Resulullah, genci yanına çağırdı, dizinin dibine oturttu. Gencin dizlerini kendi mübarek dizine değdirecek bir şekilde oturttu ve:
“Ey genç, birinin annenle bu kötü işi yapmasını ister misin? Bu çirkin hareket hoşuna gider mi?” diye sordu. Genç hiddetle:
“Hayır Ya Resulallah!..” diye cevab verdi. Resulallah:
“Öyle ise o çirkin işi yapacağın kimsenin evlatları da bundan hoşlanmazlar. Peki, bu çirkin işi senin kız kardeşinle yapmak isteseler, sever misin?”
diye sorduklarında genç: “Hayır, asla!..” diyerek hiddetleniyordu.
“Şu halde insanlardan hiç kimse bu işi sevmez.” buyurdu. Sonra Hz. Peygamber (asm) mübarek elini bu gencin göğsüne koyarak şöyle dua etti:
“Allah’ım! Sen bu gencin kalbini temiz kıl. Namusu ve şerefini muhafaza eyle ve günahlarını da bağışla.” buyurdu.

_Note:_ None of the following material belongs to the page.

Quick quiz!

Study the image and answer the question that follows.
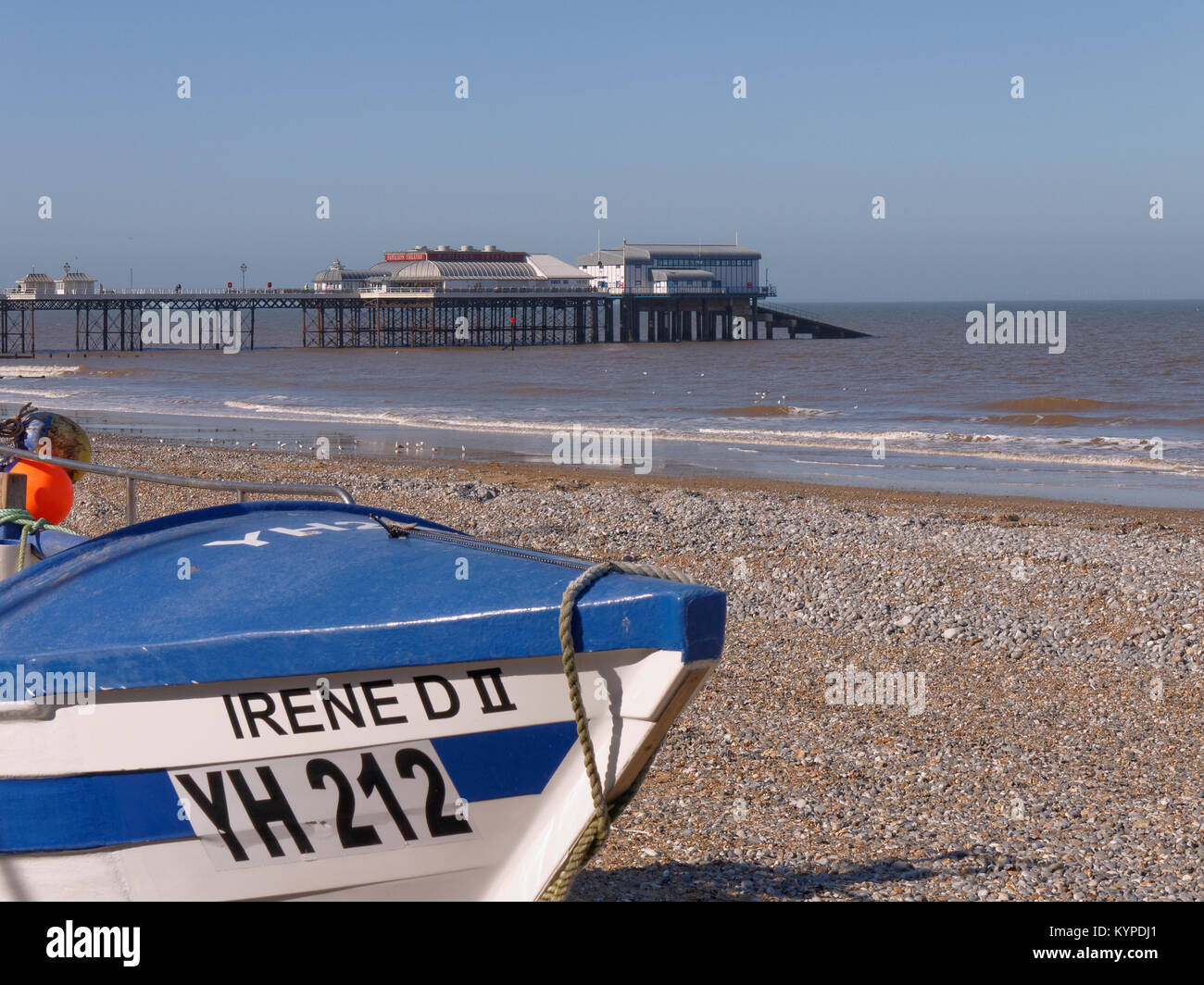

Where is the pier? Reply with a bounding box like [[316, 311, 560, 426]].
[[0, 242, 862, 357]]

Genç, Resulallah’ın huzurundan ayrıldı. Bir daha günah işlemediği gibi böyle bir kötü düşünce aklından bile geçmeden yaşamış! Resulallah:
”Kadınlarınızın namuslu olmasını istiyorsanız başkalarının kadınlarına yan gözle bakmayınız.” diye emrediyor.
İSLAM HUKUKUNDA ZİNA CEZASI
İslâm hukukunda ve bütün fıkıh kitaplarında “hudud,” yani hadler, cezalar mühim bir yer işgal etmektedir. Esas itibarıyla kaynağını Kur’ân ve hadislerden alan bu hükümlerin en mühim hususiyeti, fertleri ve milleti korumak, ahlâkî çöküntüye sürükleyen felâketlere set çekmek, nâmus ve iffeti muhafaza etmek, fertlere hak ve hukuk mefhumunu yerleştirmek, sulh ve sükûnu te’sis etmektir. Başkalarına ibret olması ve caydırıcılığı da diğer bir hikmetidir.

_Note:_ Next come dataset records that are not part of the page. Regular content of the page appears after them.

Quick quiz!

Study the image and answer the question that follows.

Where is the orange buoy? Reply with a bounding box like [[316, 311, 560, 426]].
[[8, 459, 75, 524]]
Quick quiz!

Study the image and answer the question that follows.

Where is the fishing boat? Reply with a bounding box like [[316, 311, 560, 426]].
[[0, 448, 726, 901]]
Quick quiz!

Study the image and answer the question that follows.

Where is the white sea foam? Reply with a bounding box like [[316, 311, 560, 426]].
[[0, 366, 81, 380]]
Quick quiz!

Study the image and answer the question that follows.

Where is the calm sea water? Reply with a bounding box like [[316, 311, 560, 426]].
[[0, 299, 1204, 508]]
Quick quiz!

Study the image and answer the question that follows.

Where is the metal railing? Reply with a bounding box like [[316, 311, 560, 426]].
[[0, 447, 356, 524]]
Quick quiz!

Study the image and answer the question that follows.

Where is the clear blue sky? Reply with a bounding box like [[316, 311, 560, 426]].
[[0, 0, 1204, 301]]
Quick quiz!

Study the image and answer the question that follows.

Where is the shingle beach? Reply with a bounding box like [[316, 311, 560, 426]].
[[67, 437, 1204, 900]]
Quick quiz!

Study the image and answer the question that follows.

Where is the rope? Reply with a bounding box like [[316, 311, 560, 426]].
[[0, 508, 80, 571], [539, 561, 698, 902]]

Zina suçuna verilecek cezalar hakkında Nûr Sûresinin ilk âyetlerinde açık bir şekilde izahlar mevcuttur;
“Zina eden kadın ve erkeğin her birine yüzer değnek vurun. Eğer Allah’a ve ahiret gününe iman ediyorsanız, Allah’ın dinini tatbik hususunda onlara acıyacağınız tutmasın. Mü’minlerden bir topluluk onların cezalarına şahit olsun.“1
Zina cezasının tatbik edilmesi için bu suçun kesin olarak aydınlığa çıkması ve tesbit edilmesi şartı başta gelmektedir. Bu da üç şekilde mümkün olur:
1) Dört âdil erkeğin zina fiilini kesin olarak gördüklerine dair şahitlik etmeleri,
2) Suçu işleyen kimsenin itirafı,
3) Suçlu kadınsa hamile kalması. Bu üç husus tahakkuk etmediği müddetçe cezası tatbik edilmez.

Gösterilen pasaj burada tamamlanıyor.